🤖 AI Summary
Robots exhibit limited generalization capability in open-world environments, hindering real-world deployment and progress toward artificial general intelligence. While existing vision-language-action (VLA) models leverage large language and vision models to improve instruction understanding, they still struggle with cross-task, cross-object, and cross-scene generalization in robotic manipulation. This work introduces the first paradigm that repurposes large-scale video generation models into general-purpose VLA systems.

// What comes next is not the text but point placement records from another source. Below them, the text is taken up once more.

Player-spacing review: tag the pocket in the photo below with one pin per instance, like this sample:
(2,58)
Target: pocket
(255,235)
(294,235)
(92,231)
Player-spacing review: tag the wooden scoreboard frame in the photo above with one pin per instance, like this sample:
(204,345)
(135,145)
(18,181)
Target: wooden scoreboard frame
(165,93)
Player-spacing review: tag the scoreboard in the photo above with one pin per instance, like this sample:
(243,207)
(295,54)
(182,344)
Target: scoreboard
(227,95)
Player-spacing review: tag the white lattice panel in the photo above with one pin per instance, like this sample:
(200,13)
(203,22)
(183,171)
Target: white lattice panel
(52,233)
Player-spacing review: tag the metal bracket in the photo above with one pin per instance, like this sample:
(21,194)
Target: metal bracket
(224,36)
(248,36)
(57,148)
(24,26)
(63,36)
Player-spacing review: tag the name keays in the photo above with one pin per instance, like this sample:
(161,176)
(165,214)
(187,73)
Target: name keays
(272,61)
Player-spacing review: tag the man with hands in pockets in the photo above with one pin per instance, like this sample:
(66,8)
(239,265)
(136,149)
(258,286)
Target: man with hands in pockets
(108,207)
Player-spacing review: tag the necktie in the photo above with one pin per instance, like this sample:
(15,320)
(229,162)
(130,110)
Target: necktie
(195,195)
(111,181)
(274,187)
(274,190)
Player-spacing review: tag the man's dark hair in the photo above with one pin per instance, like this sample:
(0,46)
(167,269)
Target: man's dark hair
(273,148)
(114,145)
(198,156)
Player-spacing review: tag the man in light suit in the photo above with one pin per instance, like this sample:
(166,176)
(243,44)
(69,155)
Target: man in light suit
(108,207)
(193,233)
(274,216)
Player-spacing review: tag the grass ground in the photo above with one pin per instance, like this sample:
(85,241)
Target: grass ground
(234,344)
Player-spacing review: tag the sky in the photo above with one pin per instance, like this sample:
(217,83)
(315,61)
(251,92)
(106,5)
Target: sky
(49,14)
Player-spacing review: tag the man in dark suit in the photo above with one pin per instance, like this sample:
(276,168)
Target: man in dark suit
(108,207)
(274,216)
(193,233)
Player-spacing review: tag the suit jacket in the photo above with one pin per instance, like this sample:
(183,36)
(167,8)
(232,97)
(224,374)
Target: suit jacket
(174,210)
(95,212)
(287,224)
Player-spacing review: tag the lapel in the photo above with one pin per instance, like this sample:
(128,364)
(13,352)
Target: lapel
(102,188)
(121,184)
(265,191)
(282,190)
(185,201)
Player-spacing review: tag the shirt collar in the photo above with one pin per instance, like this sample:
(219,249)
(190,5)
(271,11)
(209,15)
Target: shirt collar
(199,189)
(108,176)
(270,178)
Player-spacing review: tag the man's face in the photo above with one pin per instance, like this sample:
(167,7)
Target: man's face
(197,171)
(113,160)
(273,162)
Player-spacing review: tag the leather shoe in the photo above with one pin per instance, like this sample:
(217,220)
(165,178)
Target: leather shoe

We propose a dual-prediction framework that jointly forecasts action sequences and their corresponding future visual frames—enabling skill transfer via “visual imagination.” Built upon a multimodal Diffusion Transformer architecture, our model unifies video, language, and action modalities within a single generative framework. Experiments demonstrate that high-fidelity visual prediction substantially improves action reliability and task success rates. Notably, our approach achieves strong zero-shot generalization on real robotic platforms, offering a novel embodied learning paradigm for intelligent agents.
📝 Abstract
Generalization in robot manipulation is essential for deploying robots in open-world environments and advancing toward artificial general intelligence. While recent Vision-Language-Action (VLA) models leverage large pre-trained understanding models for perception and instruction following, their ability to generalize to novel tasks, objects, and settings remains limited. In this work, we present VideoVLA, a simple approach that explores the potential of transforming large video generation models into robotic VLA manipulators. Given a language instruction and an image, VideoVLA predicts an action sequence as well as the future visual outcomes. Built on a multi-modal Diffusion Transformer, VideoVLA jointly models video, language, and action modalities, using pre-trained video generative models for joint visual and action forecasting. Our experiments show that high-quality imagined futures correlate with reliable action predictions and task success, highlighting the importance of visual imagination in manipulation. VideoVLA demonstrates strong generalization, including imitating other embodiments' skills and handling novel objects. This dual-prediction strategy - forecasting both actions and their visual consequences - explores a paradigm shift in robot learning and unlocks generalization capabilities in manipulation systems.